Relevance to the objectives of the EU call and topic

The project applies to the call HEALTH-2007-2.4.4. – Rare diseases whose expected impact is ” (i) to shed light on the course and/or mechanisms of rare diseases, or (ii) to test diagnostic, preventive and/or therapeutic approaches, to alleviate the negative impact of the disease on the quality of life of the patients and their families”.

The health theme specifically plans to contribute to research into rare diseases: “The focus will be on Europe-wide studies of natural history, pathophysiology and on development of preventive, diagnostic and therapeutic interventions. This sector will include rare Mendelian phenotypes of common diseases”.
The interest of the EUCLYD consortium is the study of Lysosomal Storage Disorders (LSDs), a heterogeneous group of disorders that encompass more than 40 distinct metabolic diseases. The incidence of LSDs as a group is 1:5000-1:8000, but, taken individually, each disease is very rare and many have an incidence of less than 1:100,000. However, one important peculiarity of LSDs is that data indicate that the basis of the diseases and pathogenetic mechanisms of the symptoms may have common grounds; therefore, the study of a few more relevant examples, such as Gaucher Disease, Pompe Disease, Mucopolysaccharidosis VI (MPS VI) and Multiple Sulfatase Deficiency (MSD), may have huge implications for the entire group of disorders.
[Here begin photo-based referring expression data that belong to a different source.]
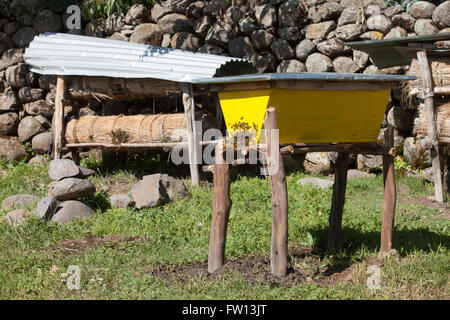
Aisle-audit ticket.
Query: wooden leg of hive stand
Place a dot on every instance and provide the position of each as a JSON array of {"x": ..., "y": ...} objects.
[
  {"x": 189, "y": 110},
  {"x": 338, "y": 201},
  {"x": 390, "y": 196},
  {"x": 221, "y": 211},
  {"x": 58, "y": 126},
  {"x": 279, "y": 242}
]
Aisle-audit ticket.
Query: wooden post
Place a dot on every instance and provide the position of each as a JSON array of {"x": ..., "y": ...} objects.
[
  {"x": 428, "y": 91},
  {"x": 221, "y": 211},
  {"x": 390, "y": 195},
  {"x": 279, "y": 242},
  {"x": 189, "y": 110},
  {"x": 58, "y": 126},
  {"x": 338, "y": 201}
]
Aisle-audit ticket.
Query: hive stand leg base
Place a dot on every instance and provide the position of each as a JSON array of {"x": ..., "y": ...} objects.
[
  {"x": 279, "y": 241},
  {"x": 338, "y": 201},
  {"x": 221, "y": 210}
]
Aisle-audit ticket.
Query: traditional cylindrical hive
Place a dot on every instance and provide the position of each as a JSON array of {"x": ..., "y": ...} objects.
[{"x": 138, "y": 129}]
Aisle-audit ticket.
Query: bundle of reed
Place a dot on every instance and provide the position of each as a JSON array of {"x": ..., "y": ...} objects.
[
  {"x": 109, "y": 89},
  {"x": 442, "y": 111},
  {"x": 130, "y": 130}
]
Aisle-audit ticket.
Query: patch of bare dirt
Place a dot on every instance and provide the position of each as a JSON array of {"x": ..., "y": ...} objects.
[
  {"x": 304, "y": 266},
  {"x": 76, "y": 246}
]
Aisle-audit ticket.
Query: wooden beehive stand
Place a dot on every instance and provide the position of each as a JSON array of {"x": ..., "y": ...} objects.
[
  {"x": 433, "y": 121},
  {"x": 279, "y": 241},
  {"x": 86, "y": 88}
]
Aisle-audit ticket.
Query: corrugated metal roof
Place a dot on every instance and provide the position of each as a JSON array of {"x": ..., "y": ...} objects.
[
  {"x": 307, "y": 76},
  {"x": 398, "y": 51},
  {"x": 67, "y": 54}
]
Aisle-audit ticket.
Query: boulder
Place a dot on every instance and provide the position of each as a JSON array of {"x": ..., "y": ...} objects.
[
  {"x": 19, "y": 201},
  {"x": 11, "y": 150},
  {"x": 317, "y": 163},
  {"x": 316, "y": 182},
  {"x": 71, "y": 210},
  {"x": 62, "y": 168},
  {"x": 16, "y": 218},
  {"x": 28, "y": 128},
  {"x": 8, "y": 123},
  {"x": 318, "y": 62},
  {"x": 71, "y": 188},
  {"x": 46, "y": 207}
]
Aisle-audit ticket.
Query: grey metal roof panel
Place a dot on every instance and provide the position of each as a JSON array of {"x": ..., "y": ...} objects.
[
  {"x": 307, "y": 76},
  {"x": 73, "y": 55},
  {"x": 396, "y": 52}
]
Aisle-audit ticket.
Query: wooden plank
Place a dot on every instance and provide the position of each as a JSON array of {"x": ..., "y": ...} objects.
[
  {"x": 338, "y": 201},
  {"x": 58, "y": 126},
  {"x": 427, "y": 84},
  {"x": 221, "y": 210},
  {"x": 279, "y": 241},
  {"x": 390, "y": 195},
  {"x": 189, "y": 110}
]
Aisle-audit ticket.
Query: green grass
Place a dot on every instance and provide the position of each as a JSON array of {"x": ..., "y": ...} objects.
[{"x": 178, "y": 234}]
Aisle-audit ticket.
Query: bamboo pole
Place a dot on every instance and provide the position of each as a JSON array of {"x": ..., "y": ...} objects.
[
  {"x": 279, "y": 241},
  {"x": 338, "y": 201},
  {"x": 390, "y": 194},
  {"x": 58, "y": 127},
  {"x": 427, "y": 85},
  {"x": 221, "y": 210},
  {"x": 189, "y": 110}
]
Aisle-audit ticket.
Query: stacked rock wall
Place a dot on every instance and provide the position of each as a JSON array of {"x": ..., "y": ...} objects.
[{"x": 276, "y": 35}]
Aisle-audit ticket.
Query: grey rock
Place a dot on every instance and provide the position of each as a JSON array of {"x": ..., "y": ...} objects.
[
  {"x": 345, "y": 65},
  {"x": 220, "y": 34},
  {"x": 148, "y": 33},
  {"x": 46, "y": 207},
  {"x": 319, "y": 30},
  {"x": 317, "y": 163},
  {"x": 379, "y": 23},
  {"x": 316, "y": 182},
  {"x": 40, "y": 107},
  {"x": 441, "y": 15},
  {"x": 16, "y": 75},
  {"x": 422, "y": 9},
  {"x": 266, "y": 15},
  {"x": 304, "y": 49},
  {"x": 425, "y": 27},
  {"x": 62, "y": 168},
  {"x": 28, "y": 128},
  {"x": 16, "y": 218},
  {"x": 121, "y": 200},
  {"x": 333, "y": 47},
  {"x": 8, "y": 123},
  {"x": 138, "y": 14},
  {"x": 318, "y": 62},
  {"x": 291, "y": 66},
  {"x": 349, "y": 32},
  {"x": 27, "y": 94},
  {"x": 11, "y": 150},
  {"x": 71, "y": 210},
  {"x": 173, "y": 22},
  {"x": 41, "y": 143},
  {"x": 19, "y": 201},
  {"x": 404, "y": 20},
  {"x": 261, "y": 39},
  {"x": 11, "y": 57},
  {"x": 282, "y": 50},
  {"x": 186, "y": 41},
  {"x": 47, "y": 21},
  {"x": 71, "y": 188},
  {"x": 368, "y": 162}
]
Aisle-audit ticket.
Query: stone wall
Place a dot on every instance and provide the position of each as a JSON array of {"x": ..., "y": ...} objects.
[{"x": 276, "y": 35}]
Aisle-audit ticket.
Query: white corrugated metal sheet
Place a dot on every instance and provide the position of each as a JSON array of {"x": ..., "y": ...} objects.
[{"x": 67, "y": 54}]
The EUCLYD consortium plans to address the topic HEALTH-2007-2.4.4-1: Natural course and pathophysiology of rare diseases through the development of the following experimental plan:
In WP1, the consortium will study the pathophysiology of MSD, Gaucher Disease and MPS VI. These studies will unveil the basic mechanisms to explain disease phenotype. This knowledge will allow developing therapies to contrast the devastating effects of accumulation, and to understand whether and when therapies should be devised. In WP2, research will be focused on the natural history of Gaucher Disease, Pompe Disease and MPS VI. The study of the natural history of these disorders is essential to evaluate the effectiveness of therapy. Novel therapeutic strategies for LSDs consist of the application of small molecules that inhibit substrate synthesis, known as substrate reduction (WP3), or small molecules that act as chaperones to increase the residual activity of the lysosomal enzymes, known as enzyme enhancement therapy (WP4). Finally, the consortium will test and develop new protocols utilizing Adeno-Associated Virus (AAV) vectors to directly administer the wild-type gene into a factory organ taking advantage of normal lysosomal enzyme trafficking and a phenomenon known as “cross-correction” (WP5).